A year-and-a-half ago, the NHS deficit stood at more than £500m. Last week, ministers unveiled a £1.8bn surplus.

It’s a dramatic, barely believable turnaround that owes more than a little to ever-tightening constraints on prescribing costs – led by the totemic drive to switch patients to cheaper statins.

But the NHS apparently has no intention of resting on its laurels. Pulse this week reveals a further raising of the bar on generic statin use – from 70% to 77% – and a new indicator on cheap prescribing of PPIs, antiplatelets and ACE inhibitors.

Questions over safety

As policy drives go, it’s impressively, perhaps ruthlessly, ambitious – but questions remain about safety.

As experts told Pulse in a special debate on drug switching last week, there is plenty of evidence to support initiating patients on generic drugs like simvastatin – but very little for the safety or effectiveness of switching to them.

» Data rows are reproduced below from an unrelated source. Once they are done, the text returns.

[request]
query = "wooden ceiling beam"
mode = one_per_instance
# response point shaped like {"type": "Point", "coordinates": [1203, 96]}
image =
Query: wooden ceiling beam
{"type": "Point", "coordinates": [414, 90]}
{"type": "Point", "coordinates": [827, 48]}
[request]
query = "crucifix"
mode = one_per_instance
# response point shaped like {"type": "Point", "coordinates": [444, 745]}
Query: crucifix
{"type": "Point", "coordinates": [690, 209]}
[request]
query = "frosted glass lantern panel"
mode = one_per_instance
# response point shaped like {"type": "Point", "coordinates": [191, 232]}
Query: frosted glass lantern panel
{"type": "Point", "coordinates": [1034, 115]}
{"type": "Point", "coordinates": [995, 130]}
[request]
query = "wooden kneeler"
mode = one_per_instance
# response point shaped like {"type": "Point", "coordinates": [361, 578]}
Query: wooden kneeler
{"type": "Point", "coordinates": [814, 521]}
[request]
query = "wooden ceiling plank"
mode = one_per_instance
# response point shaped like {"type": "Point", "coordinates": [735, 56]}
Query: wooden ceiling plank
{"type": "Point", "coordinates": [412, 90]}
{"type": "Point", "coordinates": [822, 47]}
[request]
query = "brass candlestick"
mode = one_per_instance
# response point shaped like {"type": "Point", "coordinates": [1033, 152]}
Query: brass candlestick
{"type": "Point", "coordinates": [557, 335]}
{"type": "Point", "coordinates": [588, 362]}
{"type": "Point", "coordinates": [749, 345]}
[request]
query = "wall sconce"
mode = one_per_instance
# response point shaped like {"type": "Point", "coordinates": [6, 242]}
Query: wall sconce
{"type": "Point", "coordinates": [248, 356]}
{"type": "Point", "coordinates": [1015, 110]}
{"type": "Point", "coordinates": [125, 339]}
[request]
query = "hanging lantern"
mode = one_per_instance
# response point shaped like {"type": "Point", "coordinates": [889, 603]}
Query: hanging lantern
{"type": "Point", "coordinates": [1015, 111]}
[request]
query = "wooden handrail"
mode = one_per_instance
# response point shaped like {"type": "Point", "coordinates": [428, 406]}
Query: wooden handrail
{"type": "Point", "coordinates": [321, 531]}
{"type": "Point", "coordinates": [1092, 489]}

To which GPs might reasonably ask, why not? With drug switching set to save millions, is it unreasonable to set aside just a little cash to evaluate its safety?

GPs are of course used to working in an imperfectly evidence-based world, and recognise the need for cost-effective prescribing. But that should not be an overbearing need, and there must be a limit to the pressures applied to achieve it.

When some switching incentives pay GPs to ignore QOF points, it is legitimate to ask if the policy drive has gone too far.